How Frozen Feelings Turn Us Into Victims

Video: How Frozen Feelings Turn Us Into Victims

Video: How Frozen Feelings Turn Us Into Victims
Video: Frozen humans brought back to life | 60 Minutes Australia 2024, April
How Frozen Feelings Turn Us Into Victims
How Frozen Feelings Turn Us Into Victims
Anonim

Often my clients describe their state of fear in front of spouses, bosses, simply superiors, authorities, like this:

"He's screaming, but I'm afraid and I don't know what to do."

When they say like this: “I don’t know what to do,” it means that feelings are frozen, not expressed, not experienced.

And therefore such a person cannot budge, cannot define boundaries. He is in eternal fear of a grandiose figure, an eternal victim.

Moreover, gender is not at all important: both women and men are afraid.

I immediately assume that such a person is stuck in childhood trauma. Someone scared him, abused his power in his childhood, and he, as a child, was scared, as if nailed to the spot. And sentenced to life in the same stupor. Unless she gets to the therapist, of course.

I asked one of my clients to remember who scared her so. She remembered several people: her father, her teachers.

I asked why she was afraid of her father. The client recalled the scene: the father, in a rage, beats her brothers with a belt, they beg them not to beat them, but the father does not listen, and continues the violence.

The girl is afraid that her father will beat her too, and freezes in horror. She wants to be inconspicuous in order to protect herself.

I notice that the client freezes, turns to stone, talking about this episode. She sinks into her childhood experience of stupor.
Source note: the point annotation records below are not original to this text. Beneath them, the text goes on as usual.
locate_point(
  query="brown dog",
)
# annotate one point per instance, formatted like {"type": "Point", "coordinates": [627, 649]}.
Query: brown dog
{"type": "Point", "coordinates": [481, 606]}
“I don’t know what to do,” she repeats.

Her feelings and words froze from fear.

Then I say instead of her: “Stop it! You're scaring me! I am afraid of you!"

The client listens to me and starts crying. Fear unfreezes.

After that, I say “on behalf of my father”: “I'm terribly angry! I can't handle my rage! I don’t have the strength to admit that I don’t have the resource, that I am weak, that I cannot cope with it! But I can’t do it any other way.”

Now the client is furious: “I hate you! I hate you for what you did!"

For some time she lives with rage and fear, crying, and getting angry.

Then it becomes easier for her from the fact that she expressed her feelings.

…. Due to the fact that the abuser did not recognize his feelings, did not express them, the child also cannot experience his feelings. And he becomes a victim in life, because the very situation is not brought to the end, feelings are not placed, boundaries are not marked. Therefore, that very old story needs to be reanimated, restored, and what is missing.

Subsequently, this leads to the fact that in new cases of violence or attacks on borders, the victim no longer falls into a stupor, does not reflect on the question “I don’t know what to do,” but all feelings, including anger, live. And, in the end, she has resources and words about what suits her and what does not.